4° Cuaresma, 22 abril 2020.-.


Primera Lectura: del primer libro de Samuel 16: 1, 6-7, 10-13
Salmo Responsorial, del salmo 22
Segunda Lectura: de la carta de San Pablo a los efesios 5: 8-14
Evangelio: Juan 9: 1-41.

A medio camino hacia la Pascua, la Iglesia nos invita a alegrarnos porque se acerca la abundancia del consuelo; porque hemos crecido en el acercamiento a Dios y a nuestros corazones, y la alegría que irradia desde dentro, nos anima a continuar el peregrinaje.

Jesús ya ha reconciliado a la humanidad entera; de nosotros espera que continuemos preparándonos con fe y entrega a la culminación de esta salvación.

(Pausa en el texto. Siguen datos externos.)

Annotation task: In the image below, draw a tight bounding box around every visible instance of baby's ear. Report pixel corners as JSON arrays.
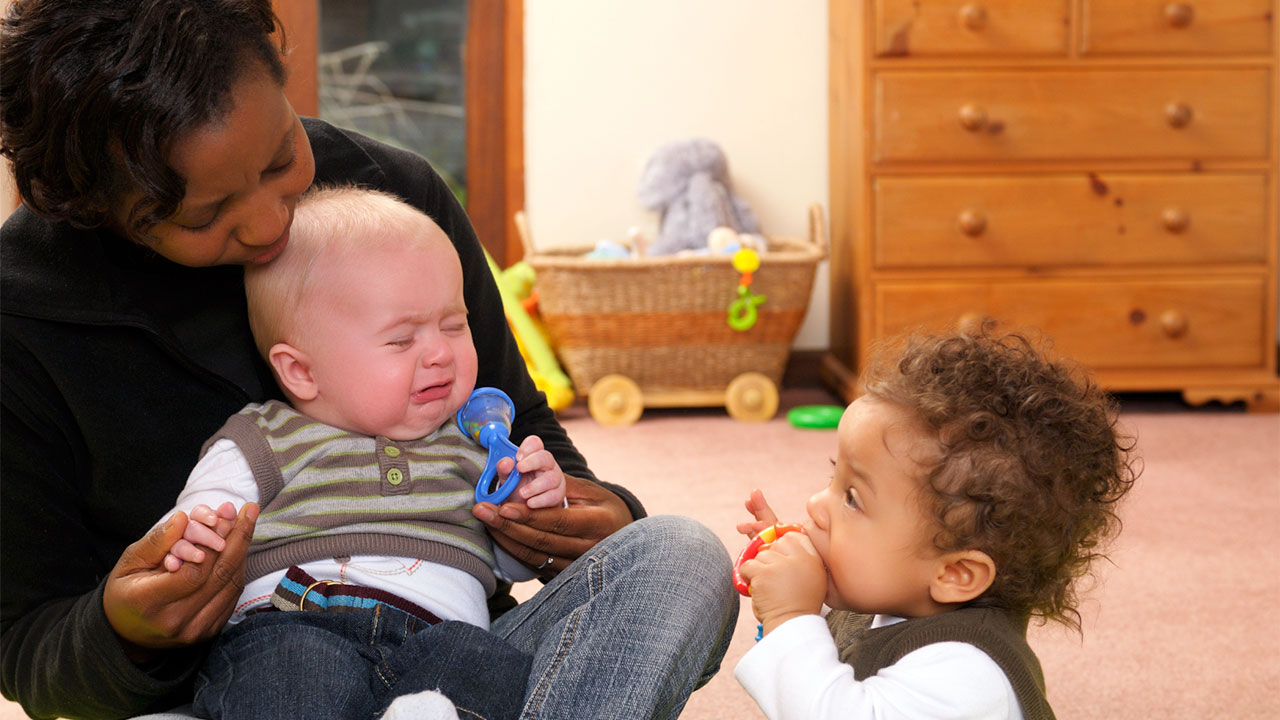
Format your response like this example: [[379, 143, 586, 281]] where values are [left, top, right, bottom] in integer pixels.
[[929, 550, 996, 605], [266, 342, 320, 402]]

La primera lectura nos remarca que la mirada de Dios penetra los corazones, no se queda en las apariencias. Samuel se deja impresionar por el aspecto y la estatura, pero escucha al Señor y aguarda a que llegue “el más pequeño” para ungirlo. Lo hace “como en secreto”, todavía tendrá que pasar muchas peripecias para que David pueda guiar a su pueblo; lo que debemos percibir claramente e intentar proyectarlo, pues ya fuimos ungidos, es que a partir de aquel día, el Espíritu del Señor estuvo con David.”  Cómo se afianza la realidad de que “la fuerza de Dios reluce en la debilidad”, y “cuando soy débil, soy fuerte, porque vive en mí la fuerza de Dios”. “No yo, sino la gracia de Dios conmigo”.

David de pastor de ovejas, será el Pastor que guíe a Israel; Cristo el Buen Pastor nos conduce a verdes praderas, a aguas cristalinas, ilumina nuestro camino por cañadas obscuras, es fiel a sus promesas, llena nuestra copa hasta los bordes, su bondad y su misericordia nos acompañan todos los días de nuestra vida. ¿A quién temeremos?

Ya somos “hijos de la luz, no de las tinieblas, aunque una vez fuimos obscuridad, ya no lo somos, levantémonos, pues el mismo Cristo es nuestra Luz”.  Mostrémonos como tales con frutos “de bondad, santidad y verdad”, “cuanto es iluminado por la Luz, se convierte en luz.”. Los cristianos no podemos vivir apagados.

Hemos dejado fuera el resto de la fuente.